I was on Prime Time on Thursday night discussing 25 years of social change in Ireland. Prime Time has been in existence now since 1992. The video before the panel discussion took us from that year to the present and basically invited us to consider how much progress Ireland has made in that time. But whether it has progressed or not depends very much on which values you hold most dear, and what facts you care to look at and which you ignore as inconvenient.
The item looked back at the divorce referendum, the clerical abuse scandals, the same-sex marriage referendum and so on. It did not look at developments like gangland violence, rising levels of marital breakdown, suicide, drug abuse, the coarsening of public debate or the replacement of religion by the crass consumerism and greed of the Celtic Tiger.
Looked at through that lens, it is much harder to simply say Ireland has made great progress. It is more accurate to say it has progressed in some things and regressed in others. I think it was a good thing that we decriminalised homosexual acts, for example, and I wrote as much at the time. The clerical sex scandals had to be exposed and the authoritarianism of the Church dealt with, although by 1992 that was more or less gone.
Liberals place huge stress on personal freedom and choice. The word ‘choice’ epitomises the philosophy behind the push to permit abortion in Ireland.

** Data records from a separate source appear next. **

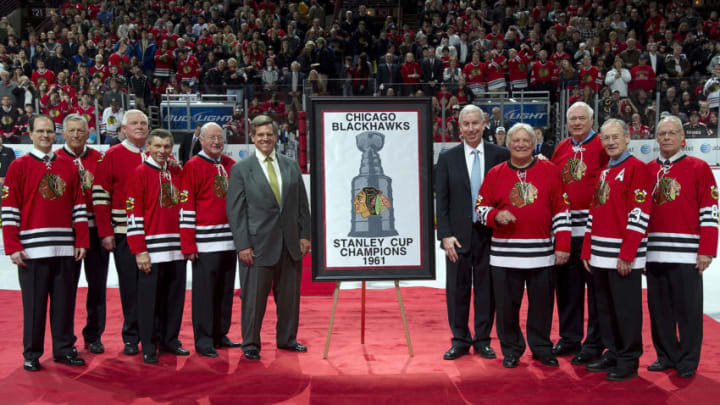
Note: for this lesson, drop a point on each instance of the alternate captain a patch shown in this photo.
(51, 186)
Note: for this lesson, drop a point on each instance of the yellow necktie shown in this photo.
(273, 178)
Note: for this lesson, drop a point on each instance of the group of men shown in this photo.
(664, 213)
(75, 204)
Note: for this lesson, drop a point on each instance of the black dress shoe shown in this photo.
(130, 349)
(658, 366)
(95, 347)
(621, 374)
(32, 365)
(548, 360)
(206, 352)
(297, 347)
(601, 365)
(70, 360)
(456, 352)
(178, 351)
(485, 351)
(565, 349)
(252, 354)
(510, 362)
(150, 358)
(226, 342)
(582, 358)
(686, 373)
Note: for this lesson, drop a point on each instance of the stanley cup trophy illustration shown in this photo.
(372, 201)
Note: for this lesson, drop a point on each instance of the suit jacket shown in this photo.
(453, 202)
(256, 219)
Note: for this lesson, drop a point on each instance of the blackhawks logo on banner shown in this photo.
(573, 170)
(668, 189)
(523, 194)
(51, 186)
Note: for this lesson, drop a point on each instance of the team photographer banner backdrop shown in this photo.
(372, 189)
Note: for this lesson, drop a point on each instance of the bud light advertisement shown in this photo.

Christians are more likely to consider the common good and to balance choice with other rights. Again, the obvious example is abortion. The right to choose clashes with something that should be more fundamental, namely the right to life.

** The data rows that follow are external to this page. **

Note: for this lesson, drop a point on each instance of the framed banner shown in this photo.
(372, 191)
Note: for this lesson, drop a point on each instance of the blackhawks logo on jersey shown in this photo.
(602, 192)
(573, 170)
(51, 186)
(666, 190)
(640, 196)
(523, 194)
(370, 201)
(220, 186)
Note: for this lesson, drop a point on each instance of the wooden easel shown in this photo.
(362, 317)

If you believe that every child has a right to be born, and that once born, every child should expect to be raised by the man and the woman who have brought that child into the world, then it is very difficult to be entirely celebratory about the developments of the last 25 years.
Respect for the right to life is being seriously eroded. It is difficult to see how Britain, with its almost 200,000 abortions per annum, is, for that reason, a more compassionate society than our own.
It is also very hard to see how Britain, with a marital breakdown rate of almost 40pc is, for that reason, more compassionate than our own.
Due to family breakdown, very many children in both Britain and Ireland have little or no contact with their fathers and some have never known their fathers. How is this a sign of compassion? It isn’t.
These kinds of fact do not form part of the liberal narrative and are rarely even acknowledged. This makes it very easy for liberals to tell a ‘happy-clappy’ story of onward and upward progress. The result is that Irish people are led to believe that we have improved in almost every way over the last 25 years when the truth of the matter is far more ambiguous than that.